Changdeokgung was added to the UNESCO World Heritage list in 1997.
Bulguksa
Seokguram Grotto
Bulguksa is also known as the temple of the Buddha Land and home of the
Seokguram Grotto. The temple was constructed in 751 and consists of a great number
of halls. There are two pagodas placed in the temple.
The Seokguram grotto is a hermitage of the Bulguksa temple. It is a granite sanctuary. In the main chamber a Buddha
statue is seated. The temple and the grotto were added to the UNESCO World Heritage list in 1995.
Tripitaka Koreana and Haeinsa
Haeinsa is a large temple in the South Gyeongsang province. It was built in 802 and home to the
Tripitaka Koreana wood blocks. The carving of these wood
blocks was initiated in 1236 and only completed in 1251. The wood blocks are testimony to the pious devotion of king and his people.
The word Tripitaka is Sanskrit and stands for three baskets, referring to the Buddhist
laws of aesthetics. The Tripitaka Koreana consists of 81'258 wood blocks. Amazingly there is no trace of errata or
omission on any of the wood blocks. The Tripitaka Koreana is widely considered as the most beautiful and accurate
Buddhist canon carved in Chinese
characters.
The site was added to the UNESCO World Heritage list in 1995.
Hwaseong
Hwaseong is the fortification of the city Suwon south of Seoul in South Korea. Its construction was completed in 1796 and it features all the latest features of Korean fortification known at the time.

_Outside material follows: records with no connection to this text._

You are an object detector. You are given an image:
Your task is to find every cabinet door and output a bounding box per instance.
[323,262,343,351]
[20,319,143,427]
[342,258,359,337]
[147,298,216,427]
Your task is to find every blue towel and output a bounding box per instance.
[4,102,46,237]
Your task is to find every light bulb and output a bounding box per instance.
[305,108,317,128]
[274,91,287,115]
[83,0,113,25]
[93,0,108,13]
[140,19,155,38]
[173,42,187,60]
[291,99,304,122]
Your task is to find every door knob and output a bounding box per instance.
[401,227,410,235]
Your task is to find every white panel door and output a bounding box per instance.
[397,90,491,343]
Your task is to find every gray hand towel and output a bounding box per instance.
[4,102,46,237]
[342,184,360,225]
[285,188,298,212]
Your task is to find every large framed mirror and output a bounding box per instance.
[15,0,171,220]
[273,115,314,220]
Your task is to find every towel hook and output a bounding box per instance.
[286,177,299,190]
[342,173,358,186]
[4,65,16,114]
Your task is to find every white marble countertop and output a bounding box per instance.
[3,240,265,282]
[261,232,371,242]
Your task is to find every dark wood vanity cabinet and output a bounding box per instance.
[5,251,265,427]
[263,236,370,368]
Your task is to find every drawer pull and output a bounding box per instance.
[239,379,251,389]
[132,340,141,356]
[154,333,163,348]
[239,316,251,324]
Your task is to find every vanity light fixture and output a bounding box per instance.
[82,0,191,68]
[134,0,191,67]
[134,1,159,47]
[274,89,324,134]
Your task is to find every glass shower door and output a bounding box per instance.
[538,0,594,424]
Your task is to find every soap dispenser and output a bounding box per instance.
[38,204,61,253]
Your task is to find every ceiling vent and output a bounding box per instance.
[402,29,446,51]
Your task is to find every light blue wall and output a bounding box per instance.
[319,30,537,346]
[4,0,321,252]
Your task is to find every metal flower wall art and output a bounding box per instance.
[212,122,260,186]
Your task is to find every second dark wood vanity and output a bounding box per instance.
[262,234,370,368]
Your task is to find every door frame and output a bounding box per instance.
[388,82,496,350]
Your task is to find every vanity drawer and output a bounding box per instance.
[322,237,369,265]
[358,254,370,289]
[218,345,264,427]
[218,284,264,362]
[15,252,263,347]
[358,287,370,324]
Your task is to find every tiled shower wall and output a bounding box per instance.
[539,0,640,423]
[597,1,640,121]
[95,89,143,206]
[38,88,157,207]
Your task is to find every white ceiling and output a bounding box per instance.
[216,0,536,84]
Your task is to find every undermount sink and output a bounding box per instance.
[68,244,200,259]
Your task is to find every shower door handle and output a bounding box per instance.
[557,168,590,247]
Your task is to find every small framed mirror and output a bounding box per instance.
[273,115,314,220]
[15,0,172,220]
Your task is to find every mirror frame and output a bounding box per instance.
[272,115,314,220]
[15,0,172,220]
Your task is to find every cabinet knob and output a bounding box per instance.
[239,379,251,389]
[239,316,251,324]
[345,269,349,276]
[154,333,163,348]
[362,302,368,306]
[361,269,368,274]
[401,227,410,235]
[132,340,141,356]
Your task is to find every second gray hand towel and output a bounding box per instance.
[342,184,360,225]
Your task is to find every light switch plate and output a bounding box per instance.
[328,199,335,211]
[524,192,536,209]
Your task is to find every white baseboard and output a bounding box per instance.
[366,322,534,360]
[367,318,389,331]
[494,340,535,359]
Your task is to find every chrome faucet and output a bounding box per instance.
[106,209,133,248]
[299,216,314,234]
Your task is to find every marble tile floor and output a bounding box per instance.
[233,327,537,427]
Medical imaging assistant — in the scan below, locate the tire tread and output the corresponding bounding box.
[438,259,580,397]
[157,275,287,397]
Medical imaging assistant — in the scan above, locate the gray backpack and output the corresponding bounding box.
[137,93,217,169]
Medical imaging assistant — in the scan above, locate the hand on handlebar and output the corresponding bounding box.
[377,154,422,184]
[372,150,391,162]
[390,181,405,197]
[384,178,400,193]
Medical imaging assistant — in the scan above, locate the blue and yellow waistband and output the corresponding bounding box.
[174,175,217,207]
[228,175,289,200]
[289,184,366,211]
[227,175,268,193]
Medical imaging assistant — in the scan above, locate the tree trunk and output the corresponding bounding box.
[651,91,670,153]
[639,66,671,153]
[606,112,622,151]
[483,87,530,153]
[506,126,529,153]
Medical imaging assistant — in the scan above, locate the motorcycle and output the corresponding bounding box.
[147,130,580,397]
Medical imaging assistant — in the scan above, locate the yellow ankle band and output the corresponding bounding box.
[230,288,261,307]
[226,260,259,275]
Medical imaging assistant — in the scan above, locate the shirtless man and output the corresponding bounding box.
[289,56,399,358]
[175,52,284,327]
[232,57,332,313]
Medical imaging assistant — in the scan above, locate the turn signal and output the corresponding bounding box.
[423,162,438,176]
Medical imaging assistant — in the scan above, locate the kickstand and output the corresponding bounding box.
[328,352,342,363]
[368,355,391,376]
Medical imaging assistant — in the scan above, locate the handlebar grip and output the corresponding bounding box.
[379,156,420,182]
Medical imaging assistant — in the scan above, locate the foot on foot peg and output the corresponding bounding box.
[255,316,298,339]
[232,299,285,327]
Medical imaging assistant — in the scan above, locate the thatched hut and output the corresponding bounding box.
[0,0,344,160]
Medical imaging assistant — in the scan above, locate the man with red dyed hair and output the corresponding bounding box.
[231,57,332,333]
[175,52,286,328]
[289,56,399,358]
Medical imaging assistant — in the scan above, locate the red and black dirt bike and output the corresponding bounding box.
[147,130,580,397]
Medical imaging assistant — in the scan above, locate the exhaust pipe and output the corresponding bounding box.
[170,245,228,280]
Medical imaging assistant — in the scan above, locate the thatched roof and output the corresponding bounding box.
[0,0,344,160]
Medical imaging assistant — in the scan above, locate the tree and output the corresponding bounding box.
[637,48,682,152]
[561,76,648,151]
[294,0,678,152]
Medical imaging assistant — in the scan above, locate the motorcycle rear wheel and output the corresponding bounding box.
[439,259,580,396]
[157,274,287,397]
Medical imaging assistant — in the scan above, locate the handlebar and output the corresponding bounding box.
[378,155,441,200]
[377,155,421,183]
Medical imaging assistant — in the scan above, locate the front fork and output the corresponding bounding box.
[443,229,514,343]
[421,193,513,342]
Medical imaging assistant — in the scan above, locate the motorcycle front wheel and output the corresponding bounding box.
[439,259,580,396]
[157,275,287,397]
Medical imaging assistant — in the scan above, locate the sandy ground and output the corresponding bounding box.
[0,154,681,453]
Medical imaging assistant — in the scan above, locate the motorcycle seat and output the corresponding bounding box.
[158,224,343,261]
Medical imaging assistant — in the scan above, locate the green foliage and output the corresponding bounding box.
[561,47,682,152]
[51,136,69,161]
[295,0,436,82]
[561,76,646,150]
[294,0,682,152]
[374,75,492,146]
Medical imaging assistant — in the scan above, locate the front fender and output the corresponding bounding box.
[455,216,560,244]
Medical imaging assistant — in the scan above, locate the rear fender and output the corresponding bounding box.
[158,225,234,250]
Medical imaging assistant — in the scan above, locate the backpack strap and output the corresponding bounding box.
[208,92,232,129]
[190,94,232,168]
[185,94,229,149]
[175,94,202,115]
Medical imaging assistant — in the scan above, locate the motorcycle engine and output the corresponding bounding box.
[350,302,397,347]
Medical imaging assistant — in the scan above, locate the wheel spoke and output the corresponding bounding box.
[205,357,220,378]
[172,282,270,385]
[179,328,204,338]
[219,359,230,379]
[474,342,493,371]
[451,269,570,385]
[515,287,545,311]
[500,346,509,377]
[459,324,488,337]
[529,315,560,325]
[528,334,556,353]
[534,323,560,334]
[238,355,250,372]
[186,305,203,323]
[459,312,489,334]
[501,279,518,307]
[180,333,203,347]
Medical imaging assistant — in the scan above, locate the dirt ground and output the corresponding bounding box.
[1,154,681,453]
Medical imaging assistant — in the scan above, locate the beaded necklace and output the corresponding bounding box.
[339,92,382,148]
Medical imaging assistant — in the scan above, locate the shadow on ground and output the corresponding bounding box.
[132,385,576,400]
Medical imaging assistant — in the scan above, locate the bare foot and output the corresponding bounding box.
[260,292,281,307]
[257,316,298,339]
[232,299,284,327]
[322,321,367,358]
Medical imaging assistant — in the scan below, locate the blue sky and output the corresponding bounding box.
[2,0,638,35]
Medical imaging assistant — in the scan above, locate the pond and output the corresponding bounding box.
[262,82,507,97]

The fortress covers both flat land and hilly terrain, something rarely seen in East Asia. The walls are 5.52 kilometres long and there are 41 extant facilities along the perimeter. These
include four cardinal gates, a floodgate, four secret gates and a beacon tower.
Hwaseong was added to the UNESCO World Heritage list in 1997.
Sites of Gochang, Hwasun and Ganghwa
The sites of Gochang, Hwasun and Ganghwa were added to the UNESCO list of World Heritage in 2000. These sites are home to prehistoric graveyards which contain hundreds of differet megaliths. These megaliths are gravestones which were
created in the 1st century B.C. out of large blocks of rock.
Megaliths can be found around the globe, but nowhere in such a concentration as in the sites of Gochang, Hwasun and Ganghwa.
Gyeongju Area
The historic area around Gyeongju was added to the UNESCO list of World Heritage in 2000. Gyongju was the capital of the Silla kingdom. The tombs of the
Silla rulers can still be found in the centre of the city. These tombs tok the shape of rock chambers buried in an earthen hill,
sometimes likened with the pyramids. The area around Gyeongju, in particular on the
Namsan mountain, is scattered with hundreds of remains from the Silla period. Poseokjeong is one of the most
famous of these sites, but there is a great number of Korean Buddhist
art, sculptures, reliefs, pagodas and remains of temples and palaces mostly built in the 7th and 10th century.
Complex of Koguryo Tombs
The Complex of Koguryo Tombs lies in North Korea. In July 2004 it became the first
UNESCO World Heritage site
north of the 38th parallel.
The site consists of 63 individual tombs from the later Koguryo kingdom, located in Pyongyang, Pyong'an South Province, and Nampo City, Hwanghae South Province. This kingdom was one of the
strongest in the north east of China and the Korean peninsula between the 5th and 7th century AD. The
kingdom was founded in China around 32 BC, and the capital was transfered to Pyongyang in AD 427.